Encontrar a las personas adecuadas dentro de una empresa nunca ha sido una tarea sencilla, porque más allá de lo que dicen los currículums o la experiencia previa, existen habilidades, actitudes y formas de pensar que muchas veces no se ven a simple vista. En la mayoría de organizaciones suele haber perfiles que destacan poco en apariencia, aunque poseen capacidades que solo necesitan el contexto correcto para salir a la luz, y justo ahí es donde las empresas que saben mirar más allá de lo evidente logran construir equipos realmente sólidos.
Descubrir el talento oculto con nuevas herramientas
Una de las formas más efectivas de sacar a la luz ese potencial que no se percibe a simple vista es recurrir a evaluaciones que no se limitan a lo técnico ni a lo evidente. Entre ellas, las pruebas psicométricas se han consolidado como un recurso muy valioso en el ámbito empresarial, porque permiten ir más allá de los logros académicos o de la experiencia profesional y explorar con mayor profundidad cómo piensa y reacciona una persona en distintos contextos. Estas pruebas ofrecen una mirada objetiva sobre aspectos como la memoria, la capacidad lógica, el razonamiento o incluso la forma de gestionar las emociones bajo presión, proporcionando información que difícilmente saldría a relucir en una entrevista convencional.
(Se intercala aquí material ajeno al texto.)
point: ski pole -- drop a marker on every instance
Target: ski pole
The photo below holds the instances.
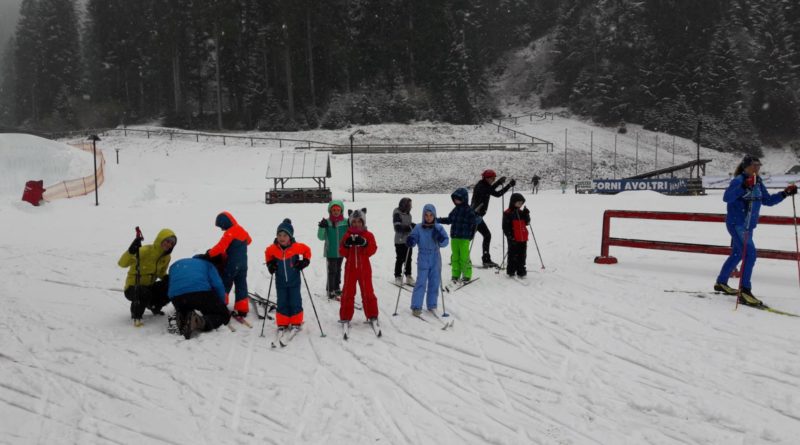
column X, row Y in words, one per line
column 745, row 237
column 796, row 242
column 400, row 287
column 441, row 285
column 137, row 293
column 502, row 208
column 321, row 332
column 533, row 235
column 266, row 308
Mirar más allá de los títulos y los roles
Con frecuencia tendemos a asociar el talento con diplomas, certificaciones o experiencia acumulada en determinados cargos, sin darnos cuenta de que las habilidades más valiosas no siempre aparecen reflejadas en un papel. Un buen comunicador puede encontrarse en el área técnica, mientras que un perfil administrativo puede tener un liderazgo natural que, en el momento adecuado, puede aportar muchísimo a un equipo en plena transformación. Detectar estas señales requiere observación, cercanía con las personas y una cultura interna que no se limite a encasillar a los empleados en la descripción de su puesto.
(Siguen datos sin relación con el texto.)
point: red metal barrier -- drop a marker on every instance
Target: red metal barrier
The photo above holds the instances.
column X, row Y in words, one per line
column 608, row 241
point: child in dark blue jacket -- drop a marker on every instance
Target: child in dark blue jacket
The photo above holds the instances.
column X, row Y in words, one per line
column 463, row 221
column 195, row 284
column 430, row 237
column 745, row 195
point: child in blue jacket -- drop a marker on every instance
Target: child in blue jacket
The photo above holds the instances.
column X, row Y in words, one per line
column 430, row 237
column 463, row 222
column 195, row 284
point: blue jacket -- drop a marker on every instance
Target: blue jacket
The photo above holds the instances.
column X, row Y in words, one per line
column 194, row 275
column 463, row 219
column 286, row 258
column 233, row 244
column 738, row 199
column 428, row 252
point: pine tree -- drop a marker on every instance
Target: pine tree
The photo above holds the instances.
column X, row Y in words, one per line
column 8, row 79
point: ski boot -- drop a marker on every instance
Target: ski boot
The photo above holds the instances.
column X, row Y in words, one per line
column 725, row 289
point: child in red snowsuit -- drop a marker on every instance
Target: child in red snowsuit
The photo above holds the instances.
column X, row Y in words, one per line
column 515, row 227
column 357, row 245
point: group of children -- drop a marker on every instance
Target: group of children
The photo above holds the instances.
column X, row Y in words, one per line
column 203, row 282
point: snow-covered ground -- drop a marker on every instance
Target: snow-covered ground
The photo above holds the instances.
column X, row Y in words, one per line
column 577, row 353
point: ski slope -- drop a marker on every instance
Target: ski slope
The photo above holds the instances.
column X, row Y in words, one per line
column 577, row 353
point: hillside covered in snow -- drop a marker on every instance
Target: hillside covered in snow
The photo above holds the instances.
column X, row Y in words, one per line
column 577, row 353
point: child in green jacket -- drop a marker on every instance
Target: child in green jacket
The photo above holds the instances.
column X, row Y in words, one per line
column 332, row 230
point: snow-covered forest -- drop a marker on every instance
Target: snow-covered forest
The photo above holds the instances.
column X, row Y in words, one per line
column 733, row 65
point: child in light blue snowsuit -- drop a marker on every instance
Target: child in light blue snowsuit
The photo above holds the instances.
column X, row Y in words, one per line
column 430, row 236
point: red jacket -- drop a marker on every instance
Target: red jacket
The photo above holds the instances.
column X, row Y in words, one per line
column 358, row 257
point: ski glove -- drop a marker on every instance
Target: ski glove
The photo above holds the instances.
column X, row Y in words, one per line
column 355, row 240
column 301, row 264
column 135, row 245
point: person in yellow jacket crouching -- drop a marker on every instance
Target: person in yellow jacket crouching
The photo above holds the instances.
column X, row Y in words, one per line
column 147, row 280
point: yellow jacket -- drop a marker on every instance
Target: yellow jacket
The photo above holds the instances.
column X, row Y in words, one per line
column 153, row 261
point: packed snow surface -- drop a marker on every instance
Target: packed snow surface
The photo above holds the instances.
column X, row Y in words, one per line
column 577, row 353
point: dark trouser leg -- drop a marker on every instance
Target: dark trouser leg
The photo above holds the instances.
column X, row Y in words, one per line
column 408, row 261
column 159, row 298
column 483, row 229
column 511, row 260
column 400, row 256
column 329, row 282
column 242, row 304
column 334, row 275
Espacios donde florece lo inesperado
El talento oculto suele salir a la luz en contextos menos rígidos, por eso es importante generar dinámicas que permitan a las personas expresarse de maneras distintas. Talleres colaborativos, proyectos transversales o incluso espacios informales de brainstorming pueden revelar habilidades que no aparecían en la rutina diaria. Cuando un equipo se mezcla en proyectos que no siguen las líneas tradicionales de jerarquía, aparecen aportes frescos, soluciones creativas y formas de pensar que estaban escondidas en la sombra de la rutina.
El papel de los líderes en este proceso
Ninguna estrategia para identificar talento tiene éxito si los líderes no están dispuestos a escuchar, a observar y a dejarse sorprender por las personas de su equipo. Un jefe que solo se fija en resultados inmediatos o en métricas de productividad probablemente se pierda el enorme valor que puede aportar alguien con ideas diferentes, aunque aún no las haya podido plasmar en proyectos formales. Por eso, el liderazgo consciente y abierto se convierte en un elemento decisivo, porque es el que ofrece la confianza necesaria para que alguien se atreva a mostrar aquello que normalmente guarda para sí.
Un camino continuo, no un proyecto puntual
Detectar y potenciar habilidades es un proceso continuo que requiere curiosidad, paciencia y una mirada abierta. Las organizaciones que lo entienden saben que cada persona tiene más de una faceta, y que descubrirlas es invertir en futuro, porque el capital humano se multiplica cuando las capacidades individuales encuentran su lugar.